1304.1369 (Jun-Hwan Choi et al.)

Supermassive Black Hole Formation at High Redshifts via Direct Collapse: Physical Processes in the Early Stage    [PDF]

Jun-Hwan Choi, Isaac Shlosman, Mitchell C. Begelman
We use numerical simulations to explore whether direct collapse can lead to the formation of supermassive black hole (SMBH) seeds at high redshifts. We follow the evolution of gas within slowly tumbling DM halos of 2 x 10^8 Mo and 1 kpc. We adopt cosmologically motivated density profiles and j-distributions. Our goal is to understand how the collapsing flow overcomes the centrifugal barrier and whether it is subject to fragmentation. We find that the collapse leads either to a central runaway or to off-center fragmentation. A disk-like configuration is formed inside the centrifugal barrier. For more cuspy DM distribution, the gas collapses more and experiences a bar-like perturbation and a central runaway. We have followed this inflow down to ~10^{-4} pc. The flow remains isothermal and the specific angular momentum is efficiently transferred by gravitational torques in a cascade of nested bars. This cascade supports a self-similar, disk-like collapse. In the collapsing phase, virial supersonic turbulence develops and fragmentation is damped.

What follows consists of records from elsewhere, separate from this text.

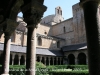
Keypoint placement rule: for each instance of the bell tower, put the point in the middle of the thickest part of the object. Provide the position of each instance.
(58, 11)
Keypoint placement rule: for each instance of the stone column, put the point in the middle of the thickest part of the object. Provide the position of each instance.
(6, 55)
(45, 60)
(49, 60)
(31, 51)
(56, 60)
(25, 60)
(40, 58)
(76, 61)
(53, 60)
(32, 12)
(19, 57)
(13, 56)
(90, 8)
(60, 60)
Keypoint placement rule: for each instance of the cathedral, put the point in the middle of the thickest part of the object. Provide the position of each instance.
(58, 41)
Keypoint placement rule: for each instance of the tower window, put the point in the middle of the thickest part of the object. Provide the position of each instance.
(64, 29)
(13, 37)
(39, 41)
(58, 44)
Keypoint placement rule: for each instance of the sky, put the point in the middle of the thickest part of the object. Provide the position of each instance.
(66, 6)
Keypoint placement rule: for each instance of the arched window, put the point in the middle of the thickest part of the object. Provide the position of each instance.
(64, 29)
(58, 44)
(13, 37)
(39, 41)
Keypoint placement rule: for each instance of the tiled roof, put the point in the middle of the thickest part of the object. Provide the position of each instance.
(75, 47)
(49, 52)
(41, 51)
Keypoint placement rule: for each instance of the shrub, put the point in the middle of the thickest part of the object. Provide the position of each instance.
(68, 73)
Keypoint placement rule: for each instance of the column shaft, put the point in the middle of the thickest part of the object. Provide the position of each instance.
(93, 35)
(31, 51)
(6, 55)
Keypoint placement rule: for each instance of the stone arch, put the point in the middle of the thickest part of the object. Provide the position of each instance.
(81, 59)
(59, 61)
(39, 41)
(51, 61)
(71, 59)
(55, 61)
(10, 59)
(16, 61)
(43, 60)
(58, 44)
(47, 61)
(1, 58)
(38, 59)
(22, 60)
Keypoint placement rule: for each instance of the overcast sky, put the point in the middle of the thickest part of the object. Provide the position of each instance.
(66, 6)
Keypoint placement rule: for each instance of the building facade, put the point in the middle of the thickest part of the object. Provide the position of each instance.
(59, 41)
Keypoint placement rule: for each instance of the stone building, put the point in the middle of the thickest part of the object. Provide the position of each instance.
(59, 41)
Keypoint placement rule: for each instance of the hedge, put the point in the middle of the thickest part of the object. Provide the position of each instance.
(68, 73)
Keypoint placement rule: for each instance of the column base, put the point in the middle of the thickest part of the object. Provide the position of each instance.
(4, 74)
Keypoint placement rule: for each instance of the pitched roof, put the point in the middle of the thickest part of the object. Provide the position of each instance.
(75, 47)
(41, 51)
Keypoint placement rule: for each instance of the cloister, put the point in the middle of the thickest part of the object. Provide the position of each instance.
(32, 12)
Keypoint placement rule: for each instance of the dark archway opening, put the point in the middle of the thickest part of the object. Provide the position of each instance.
(22, 60)
(10, 59)
(71, 59)
(16, 60)
(82, 59)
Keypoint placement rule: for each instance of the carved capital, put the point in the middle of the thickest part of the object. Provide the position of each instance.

For larger initial DM cores the timescales become longer. In models with more organized initial rotation, a torus forms and appears to be supported by turbulent motions. The evolution depends on the competition between two timescales, corresponding to the onset of the central runaway and off-center fragmentation. For less organized rotation, the torus is greatly weakened, the central accretion timescale is shortened, and off-center fragmentation is suppressed --- triggering the central runaway even in previously `stable' models. The resulting SMBH masses lie in the range 2 x 10^4 Mo - 2 x 10^6 Mo, much higher than for Population III remnants. Corollaries of this model include a possible correlation between SMBH and DM halo masses, and similarity between the SMBH and halo mass functions, at time of formation.